-
Notifications
You must be signed in to change notification settings - Fork 4
Meeting 2016 08
- Start: 9am, Tue Aug 16, 2016
- Finish: 1pm, Thu Aug 18, 2016
- Location: IBM facility, Dallas, TX
- Attendance fee: $50/person, see registration link below
-
Exactly the same setup as in February
- IBM Dallas Innovation Center web site
- Google Maps
- Street address: 1177 South Beltline Road, Coppell, Texas 75019 USA
- Enter on the East entrance (closest to Beltline Road)
- Hollerith Room - On left after you walk in. (Now All 3 days, in the same room!)
- Receptionist should have nametags for everyone.
- Foreign Nationals welcome.
- No need to escort visitors in this area.
Please both register at EventBrite ($50/person) and add your name to the wiki list below if you are coming to the meeting:
- Jeff Squyres, Cisco
- Howard Pritchard, LANL
- Geoffrey Paulsen, IBM
- Ralph Castain, Intel
- George Bosilca, UTK (17 and 18)
- Josh Hursey, IBM
- Edgar Gabriel, UHouston
- Takahiro Kawashima, Fujitsu
- Shinji Sumimoto, Fujitsu
- Brian Barrett, Amazon Web Services
- Nathan Hjelm, LANL
- Sameh Sharkawi, IBM (17 and 18)
- Mark Allen, IBM
- Josh Ladd, Mellanox (17)
- ...please fill in your name here if you're going to attend...
-
Annual git committer audit
-
Plans for v2.1.0 release
- Need community to contribute what they want in v2.1.0
- Want to release by end of 2016 at the latest
-
Present information about IBM Spectrum MPI, processes, etc.

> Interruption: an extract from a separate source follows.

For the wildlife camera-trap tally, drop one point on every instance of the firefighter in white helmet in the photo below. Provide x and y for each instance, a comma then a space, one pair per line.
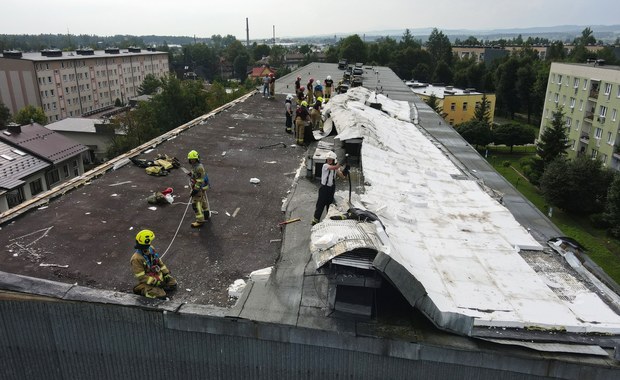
199, 184
153, 275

- May have PR's ready to discuss requested changes, but schedule is tight in July / August for us.
-
MTT updates / future direction
-
How to help alleviate "drowning in CI data" syndrome?
- One example: https://github.com/open-mpi/ompi/pull/1801
- One suggestion: should we actively market for testers in the community to help wrangle this stuff?
- If Jenkins detects an error, can we get Jenkins to retry the tests without the PR changes, and then compare the results to see if the PR itself is introducing a new error?
- How do we stabilize Jenkins to alleviate all these false positives?
-
PMIx roadmap discussions
-
Thread-safety design
- Need some good multi-threaded performance tests (per Nathan and Artem discussion)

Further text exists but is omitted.